Tuesday, August 16, 2011

Canadian disability dance group wants to show disabled people have few limits

From CTV Montreal:

MONTREAL, Canada — Luca Patuelli was born 27 years ago with a rare muscle disorder that limits what his legs can do, but nothing can limit his ambitions.

Patuelli (pictured) copes with arthrogryposis, a condition that affects about one in 3,000 newborns and has forced him to walk with crutches.

Countless operations haven't slowed down his dreams of dancing and he now heads a Montreal crew of dancers known as Ill-abilities.

The dancing has not only entertained and inspired others, it has also brought people together.

"For me, the experience not only created a life-long friendship with all these guys but it also created something that's going to change the world," said Patuelli.

And his friends share that enthusiasm with the man who calls himself Lazylegs.

"This group really shows that it has something," said Redouan "Redo" Ait Chitt, an anything-but-disabled dancer from The Netherlands. "It can inspire people and it's a great thing to do."

The Ill-abilities dance crew has blasted away preconceptions about disability and taught people that many obstacles that might initially appear insurmountable can be overcome with some effort.

The crew not only performs in competitions but also visits schools and rehab centres to demonstrate the rewards of effort and dedication.

In one recent show young Francis Laforet left his wheelchair to join the crew on stage.

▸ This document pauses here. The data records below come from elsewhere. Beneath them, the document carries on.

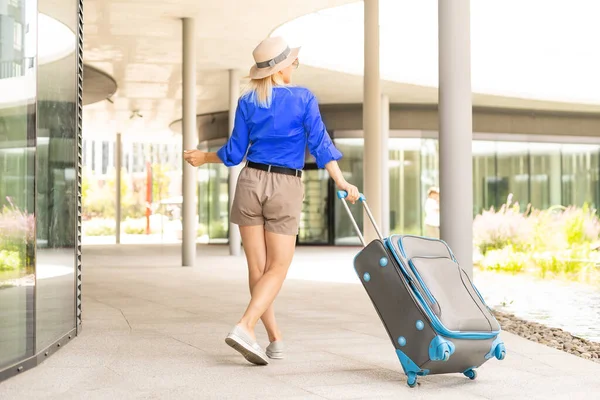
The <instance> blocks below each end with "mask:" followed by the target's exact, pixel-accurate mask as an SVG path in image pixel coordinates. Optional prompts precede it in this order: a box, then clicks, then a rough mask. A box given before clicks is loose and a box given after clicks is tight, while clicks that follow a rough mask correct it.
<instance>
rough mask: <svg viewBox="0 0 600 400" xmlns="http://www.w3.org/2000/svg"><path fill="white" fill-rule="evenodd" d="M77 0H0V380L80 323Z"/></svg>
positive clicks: (78, 3) (80, 19)
mask: <svg viewBox="0 0 600 400" xmlns="http://www.w3.org/2000/svg"><path fill="white" fill-rule="evenodd" d="M82 7H83V2H82V1H78V0H59V1H48V0H39V1H31V0H0V171H1V173H0V380H2V379H4V378H7V377H10V376H12V375H15V374H18V373H20V372H21V371H24V370H26V369H27V368H29V367H32V366H34V365H36V364H38V363H39V362H41V361H43V360H44V359H45V358H46V357H47V356H49V355H50V354H52V353H53V352H54V351H56V349H58V348H59V347H60V346H61V345H63V344H64V343H66V342H68V341H69V340H70V339H72V338H74V337H75V336H76V335H77V332H78V328H79V327H80V325H81V319H80V315H81V293H80V290H81V280H80V279H81V249H80V246H79V243H80V232H79V229H78V226H79V224H78V218H79V209H80V196H79V195H78V194H79V193H80V192H81V190H80V184H81V181H80V176H81V170H80V164H81V163H80V160H81V101H82V100H81V99H82V85H83V81H82V79H83V76H82V71H83V64H82V54H81V51H80V50H81V48H82V26H83V15H82Z"/></svg>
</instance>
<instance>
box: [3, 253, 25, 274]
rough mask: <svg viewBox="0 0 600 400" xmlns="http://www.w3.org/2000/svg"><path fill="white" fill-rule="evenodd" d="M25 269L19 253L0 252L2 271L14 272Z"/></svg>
mask: <svg viewBox="0 0 600 400" xmlns="http://www.w3.org/2000/svg"><path fill="white" fill-rule="evenodd" d="M21 267H23V260H22V259H21V255H20V254H19V252H18V251H9V250H0V271H14V270H18V269H20V268H21Z"/></svg>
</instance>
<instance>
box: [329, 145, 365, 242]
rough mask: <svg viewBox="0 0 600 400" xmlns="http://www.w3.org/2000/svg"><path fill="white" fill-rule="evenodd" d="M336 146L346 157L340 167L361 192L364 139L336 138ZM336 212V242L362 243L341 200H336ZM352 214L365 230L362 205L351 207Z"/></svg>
mask: <svg viewBox="0 0 600 400" xmlns="http://www.w3.org/2000/svg"><path fill="white" fill-rule="evenodd" d="M335 145H336V147H337V148H338V149H339V150H340V151H341V152H342V154H343V155H344V157H342V159H341V160H339V161H338V164H339V166H340V169H341V171H342V173H343V174H344V177H345V178H346V180H347V181H348V182H349V183H351V184H353V185H356V187H357V188H358V190H360V191H361V192H362V191H363V190H364V186H363V153H364V140H363V139H362V138H361V139H335ZM334 204H335V205H334V213H335V244H339V245H345V244H352V245H360V240H359V239H358V236H357V235H356V232H355V231H354V227H353V226H352V222H351V221H350V219H349V218H348V215H347V214H346V210H345V209H344V206H343V204H342V202H341V201H339V200H338V201H335V202H334ZM350 210H351V211H352V215H353V216H354V218H355V219H356V223H357V224H358V226H359V228H360V229H361V231H363V212H362V209H361V207H350Z"/></svg>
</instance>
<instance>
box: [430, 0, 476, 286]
mask: <svg viewBox="0 0 600 400" xmlns="http://www.w3.org/2000/svg"><path fill="white" fill-rule="evenodd" d="M469 8H470V3H469V0H438V35H439V39H438V40H439V92H438V97H439V127H440V137H439V140H440V218H441V220H440V230H441V238H442V239H443V240H445V241H446V242H447V243H448V244H449V245H450V247H451V248H452V250H453V252H454V255H455V256H456V258H457V259H458V262H459V263H460V265H461V267H462V268H463V269H464V270H465V271H466V272H467V274H469V275H470V276H472V274H473V156H472V150H471V141H472V137H473V120H472V100H471V44H470V15H469V14H470V11H469Z"/></svg>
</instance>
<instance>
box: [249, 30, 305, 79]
mask: <svg viewBox="0 0 600 400" xmlns="http://www.w3.org/2000/svg"><path fill="white" fill-rule="evenodd" d="M298 53H300V47H296V48H293V49H291V48H290V47H289V46H288V44H287V43H286V42H285V40H283V38H281V37H270V38H267V39H265V40H263V41H262V42H260V44H259V45H258V46H256V48H255V49H254V51H253V52H252V56H254V62H255V64H254V65H253V66H252V68H250V78H251V79H263V78H266V77H267V76H270V75H273V74H275V73H277V72H279V71H281V70H282V69H284V68H287V67H289V66H290V65H292V64H293V62H294V61H295V60H296V58H298Z"/></svg>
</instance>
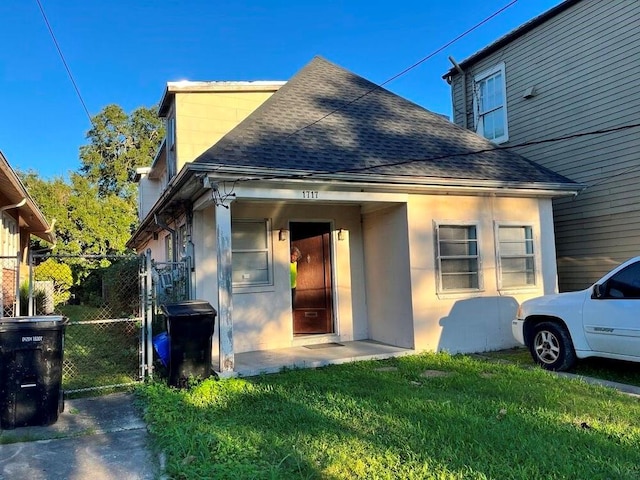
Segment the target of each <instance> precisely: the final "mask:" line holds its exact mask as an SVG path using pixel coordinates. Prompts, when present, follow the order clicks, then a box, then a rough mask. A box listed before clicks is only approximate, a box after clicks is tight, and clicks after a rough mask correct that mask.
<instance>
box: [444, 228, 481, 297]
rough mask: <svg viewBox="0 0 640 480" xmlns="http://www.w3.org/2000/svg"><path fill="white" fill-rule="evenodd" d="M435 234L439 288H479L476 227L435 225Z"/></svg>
mask: <svg viewBox="0 0 640 480" xmlns="http://www.w3.org/2000/svg"><path fill="white" fill-rule="evenodd" d="M436 236H437V243H438V245H437V247H438V252H437V262H438V287H439V291H441V292H455V291H465V290H480V288H481V276H480V256H479V254H478V230H477V227H476V226H475V225H438V226H437V227H436Z"/></svg>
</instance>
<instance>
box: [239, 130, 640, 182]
mask: <svg viewBox="0 0 640 480" xmlns="http://www.w3.org/2000/svg"><path fill="white" fill-rule="evenodd" d="M638 127H640V123H635V124H630V125H619V126H617V127H611V128H605V129H601V130H592V131H588V132H578V133H573V134H570V135H563V136H559V137H553V138H546V139H542V140H531V141H528V142H523V143H518V144H514V145H507V146H503V147H501V146H495V147H491V148H485V149H481V150H473V151H470V152H461V153H455V154H447V155H439V156H436V157H425V158H415V159H411V160H401V161H397V162H389V163H381V164H379V165H372V166H366V167H358V168H345V169H336V170H324V171H317V170H315V171H313V172H309V173H304V174H296V175H273V176H264V177H258V178H243V179H237V180H236V182H239V181H261V180H288V179H291V180H298V179H303V178H309V177H312V176H314V175H335V174H338V173H358V172H365V171H369V170H375V169H378V168H384V167H397V166H401V165H409V164H412V163H418V162H432V161H435V160H445V159H448V158H454V157H467V156H472V155H479V154H482V153H490V152H495V151H500V150H512V149H514V148H521V147H529V146H532V145H542V144H546V143H553V142H560V141H565V140H571V139H574V138H580V137H587V136H591V135H604V134H607V133H613V132H619V131H624V130H629V129H632V128H638ZM633 168H634V169H635V168H640V167H633ZM627 173H628V172H627ZM380 175H383V176H396V177H398V176H400V177H401V176H408V175H403V174H385V173H381V174H380ZM411 176H414V175H411Z"/></svg>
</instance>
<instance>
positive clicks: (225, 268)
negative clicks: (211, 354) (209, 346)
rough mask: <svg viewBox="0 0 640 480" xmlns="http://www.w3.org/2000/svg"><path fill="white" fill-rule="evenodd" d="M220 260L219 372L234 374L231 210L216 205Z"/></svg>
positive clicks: (218, 296)
mask: <svg viewBox="0 0 640 480" xmlns="http://www.w3.org/2000/svg"><path fill="white" fill-rule="evenodd" d="M216 236H217V248H216V251H217V257H218V258H217V260H218V262H217V263H218V268H217V270H218V340H219V352H220V356H219V358H220V365H219V371H220V372H221V373H224V372H233V368H234V358H233V319H232V312H233V302H232V295H231V208H230V206H229V205H228V204H227V205H226V206H225V205H216Z"/></svg>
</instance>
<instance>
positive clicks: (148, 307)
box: [15, 252, 189, 393]
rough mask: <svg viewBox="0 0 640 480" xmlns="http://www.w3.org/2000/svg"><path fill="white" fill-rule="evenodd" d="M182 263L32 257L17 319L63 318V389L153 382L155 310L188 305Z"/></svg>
mask: <svg viewBox="0 0 640 480" xmlns="http://www.w3.org/2000/svg"><path fill="white" fill-rule="evenodd" d="M188 263H189V262H188V261H184V262H172V263H165V264H156V263H155V262H153V261H152V260H151V256H150V252H147V253H146V254H144V255H140V256H107V255H105V256H99V255H51V254H33V255H31V256H30V259H29V265H28V266H29V269H28V272H29V273H28V279H21V285H20V288H19V294H18V295H17V298H16V302H15V306H16V309H17V310H19V312H20V315H51V314H54V315H63V316H65V317H67V318H68V319H69V324H68V325H67V327H66V332H65V345H64V363H63V378H62V387H63V389H64V390H65V392H67V393H75V392H82V391H90V390H100V389H114V388H118V387H124V386H127V385H132V384H135V383H137V382H140V381H142V380H144V379H145V378H146V377H149V376H151V375H153V362H154V351H153V342H152V338H153V331H154V325H156V329H157V328H158V325H160V323H161V322H159V320H160V319H159V318H158V316H159V313H160V312H159V308H158V307H159V305H161V303H164V302H170V301H179V300H184V299H187V298H188V291H189V275H188V272H189V269H188V267H187V265H188Z"/></svg>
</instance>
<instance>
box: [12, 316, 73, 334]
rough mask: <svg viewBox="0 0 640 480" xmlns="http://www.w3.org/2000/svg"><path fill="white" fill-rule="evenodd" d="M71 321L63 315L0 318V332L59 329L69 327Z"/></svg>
mask: <svg viewBox="0 0 640 480" xmlns="http://www.w3.org/2000/svg"><path fill="white" fill-rule="evenodd" d="M68 323H69V319H68V318H67V317H64V316H62V315H36V316H29V317H2V318H0V332H4V331H7V330H22V329H26V328H29V329H34V328H35V329H38V328H42V329H45V328H58V327H61V326H63V325H67V324H68Z"/></svg>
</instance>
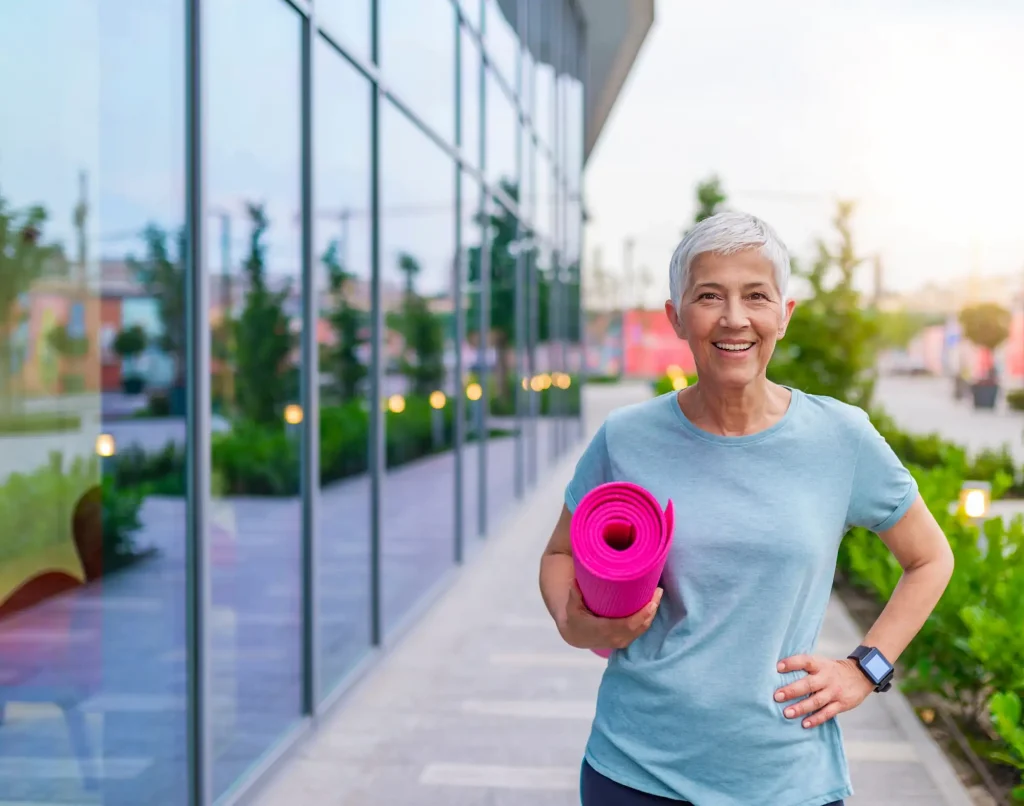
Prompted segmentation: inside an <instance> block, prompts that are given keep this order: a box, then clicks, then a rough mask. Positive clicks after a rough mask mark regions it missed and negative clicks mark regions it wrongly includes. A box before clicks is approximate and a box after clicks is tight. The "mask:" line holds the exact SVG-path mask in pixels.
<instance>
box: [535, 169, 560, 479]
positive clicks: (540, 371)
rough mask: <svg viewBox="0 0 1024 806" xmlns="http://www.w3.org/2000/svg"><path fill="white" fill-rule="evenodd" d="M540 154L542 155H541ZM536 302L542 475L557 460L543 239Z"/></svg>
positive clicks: (550, 260)
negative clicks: (552, 397) (555, 436)
mask: <svg viewBox="0 0 1024 806" xmlns="http://www.w3.org/2000/svg"><path fill="white" fill-rule="evenodd" d="M538 153H539V154H540V152H538ZM534 258H535V259H534V261H532V265H534V266H535V271H534V279H532V285H534V288H532V293H534V295H535V296H534V298H532V299H531V300H530V311H531V312H530V315H531V316H534V322H535V323H536V330H535V333H536V337H537V344H536V346H535V355H534V360H535V367H536V369H535V374H534V376H532V377H531V378H530V384H531V390H532V391H534V396H532V400H531V406H532V411H534V412H536V413H537V416H538V423H537V456H538V463H539V465H540V472H541V473H543V472H544V470H545V468H546V467H547V465H548V464H549V463H551V462H553V461H554V459H555V432H554V424H553V421H552V417H551V399H552V397H551V385H552V383H551V373H552V372H554V370H555V368H556V367H555V360H554V345H553V344H552V327H551V326H552V296H553V295H552V287H553V283H552V261H553V258H552V253H551V247H550V245H549V242H548V241H546V240H544V239H539V240H538V243H537V249H536V252H535V253H534Z"/></svg>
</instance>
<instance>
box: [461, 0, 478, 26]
mask: <svg viewBox="0 0 1024 806" xmlns="http://www.w3.org/2000/svg"><path fill="white" fill-rule="evenodd" d="M459 6H460V7H461V8H462V13H463V16H465V17H466V22H468V23H469V24H470V25H471V26H472V27H473V28H475V29H476V30H477V31H479V30H480V0H459Z"/></svg>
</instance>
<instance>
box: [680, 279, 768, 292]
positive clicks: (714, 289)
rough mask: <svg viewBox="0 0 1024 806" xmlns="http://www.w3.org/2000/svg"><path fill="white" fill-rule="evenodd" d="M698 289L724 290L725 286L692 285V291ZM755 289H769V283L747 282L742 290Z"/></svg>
mask: <svg viewBox="0 0 1024 806" xmlns="http://www.w3.org/2000/svg"><path fill="white" fill-rule="evenodd" d="M700 289H714V290H715V291H725V286H723V285H722V284H721V283H698V284H697V285H696V286H694V287H693V290H694V291H699V290H700ZM755 289H769V290H770V289H771V284H770V283H765V282H763V281H758V282H757V283H748V284H746V285H745V286H743V291H754V290H755Z"/></svg>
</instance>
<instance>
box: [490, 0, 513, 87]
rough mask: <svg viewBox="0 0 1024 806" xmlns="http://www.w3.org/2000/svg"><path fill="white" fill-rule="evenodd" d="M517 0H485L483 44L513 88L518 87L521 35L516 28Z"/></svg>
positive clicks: (500, 70) (503, 74)
mask: <svg viewBox="0 0 1024 806" xmlns="http://www.w3.org/2000/svg"><path fill="white" fill-rule="evenodd" d="M517 2H518V0H484V13H485V14H486V19H485V24H484V36H483V46H484V47H485V48H486V50H487V54H488V55H489V56H490V60H492V61H493V62H494V65H495V67H496V68H497V69H498V72H499V73H501V74H502V78H504V79H505V81H506V83H507V84H508V85H509V86H510V87H512V88H513V89H515V88H516V70H517V56H518V53H519V37H518V36H517V35H516V32H515V28H514V23H515V18H516V15H515V12H516V4H517Z"/></svg>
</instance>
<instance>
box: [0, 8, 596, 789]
mask: <svg viewBox="0 0 1024 806" xmlns="http://www.w3.org/2000/svg"><path fill="white" fill-rule="evenodd" d="M583 63H584V27H583V25H582V19H581V15H580V12H579V9H578V8H577V7H575V5H574V3H572V2H570V0H463V1H462V2H454V0H315V2H313V1H312V0H291V1H286V0H144V1H141V0H48V1H47V2H39V0H4V2H3V3H2V4H0V66H2V73H3V74H4V75H5V76H7V77H8V80H7V82H6V87H7V91H6V93H5V95H6V100H5V116H4V122H3V125H2V126H0V316H2V317H3V319H2V321H0V443H2V450H0V523H2V524H3V525H2V528H3V529H4V535H5V536H4V539H3V541H2V542H0V554H2V558H0V801H3V802H5V801H11V802H16V803H18V804H104V805H106V804H119V805H122V804H123V805H124V806H145V805H148V804H152V805H153V806H177V805H178V804H182V805H183V804H195V805H196V806H205V805H206V804H212V803H233V802H238V801H241V800H244V799H245V794H246V792H247V791H248V789H249V788H250V787H251V786H252V783H253V782H254V781H257V780H259V779H260V777H261V776H262V775H263V774H264V773H265V771H266V770H267V769H268V768H269V766H271V765H272V763H273V762H274V760H275V759H276V758H279V757H280V756H282V755H283V754H284V753H287V751H288V749H289V748H290V747H291V746H292V745H293V744H294V740H295V739H296V737H298V736H299V735H301V733H302V732H303V731H304V730H307V729H309V727H310V725H311V724H312V717H314V716H315V715H317V714H319V713H322V712H323V711H324V710H325V709H327V708H329V707H330V706H331V705H332V703H333V702H334V701H336V699H337V697H338V695H339V693H341V692H343V691H345V690H347V689H348V687H349V686H350V685H351V682H352V680H354V679H355V677H357V676H359V675H362V674H373V673H374V671H373V670H374V662H375V660H376V659H377V657H378V656H379V655H380V652H381V651H382V650H384V649H385V648H386V647H387V646H388V645H389V643H390V642H392V641H393V640H394V639H395V638H396V637H397V636H398V635H400V633H401V631H402V629H403V628H404V627H406V626H408V625H409V624H410V623H412V621H414V620H415V619H416V618H417V617H418V616H419V614H420V613H421V612H422V611H423V609H424V607H425V606H426V604H427V603H428V602H429V601H430V599H431V597H432V596H433V595H434V594H435V593H436V592H437V591H438V590H441V589H442V588H443V586H444V585H445V583H446V581H447V580H449V579H450V578H451V575H452V572H453V571H455V570H457V568H458V567H459V565H460V564H462V563H463V562H465V561H467V560H468V559H471V558H472V556H473V553H474V551H475V550H476V548H477V547H478V546H479V545H480V544H481V542H482V541H483V539H485V537H486V536H487V535H488V534H493V533H494V532H495V531H496V529H497V528H498V527H499V526H500V524H501V522H502V518H503V516H504V514H505V513H507V512H508V511H509V510H510V508H511V507H513V506H514V505H515V503H516V502H517V501H518V500H520V499H522V498H523V497H524V496H525V495H526V494H527V493H528V492H529V491H530V490H531V489H532V487H535V486H536V485H537V484H538V483H539V481H541V480H542V479H543V475H544V473H545V471H546V468H548V467H549V466H550V465H551V464H552V463H554V462H556V461H557V460H558V459H559V458H560V457H561V456H563V455H564V454H565V452H566V451H567V450H568V449H569V448H570V446H571V444H572V443H573V442H574V441H575V440H577V439H578V438H579V437H580V435H581V428H580V405H579V404H580V389H581V386H582V377H581V368H582V364H583V362H582V349H581V339H580V322H581V311H580V258H581V241H582V207H581V201H580V200H581V174H582V166H583V155H584V86H583V81H582V76H583V75H584V69H583Z"/></svg>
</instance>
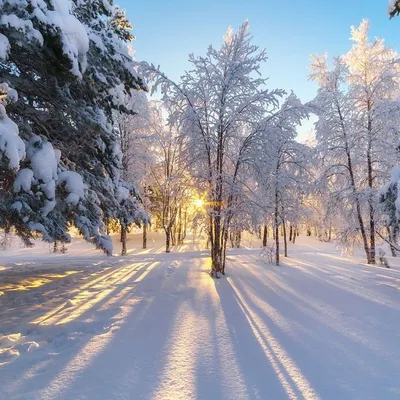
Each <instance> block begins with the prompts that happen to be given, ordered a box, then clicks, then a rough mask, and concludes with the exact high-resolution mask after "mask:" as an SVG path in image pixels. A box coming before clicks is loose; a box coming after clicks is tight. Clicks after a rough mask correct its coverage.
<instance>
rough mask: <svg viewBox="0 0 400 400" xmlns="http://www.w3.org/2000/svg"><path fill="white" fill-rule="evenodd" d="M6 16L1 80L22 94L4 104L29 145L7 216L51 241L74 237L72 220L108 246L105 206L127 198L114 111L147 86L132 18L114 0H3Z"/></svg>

Luca dubbed the lad "Little Lazy Legs."

Patuelli's family remain his biggest supporters.

"Something is happening, a movement with all these kids. All this work is paying off," said Laura Patuelli, Luca's mom.

His father is equally blown away.

"Luca invited us in Vancouver last year. We thought it was a show and when we got there and he was one of the main figures at the paralympics it was incredible!," said Flavio Patuelli, Luca's father.

However Luca still gets ribbed by his brother about his growing notoriety.

"Luca walks into restaurants if they can't give him a table he's like, ‘do you know who I am?' It only happened once. The whole Sinatra thing, threatens to buy the restaurant and kick everybody out," said Stephano Patuelli, Luca's brother, while laughing.

"I can't imagine my success without my family," said Luca.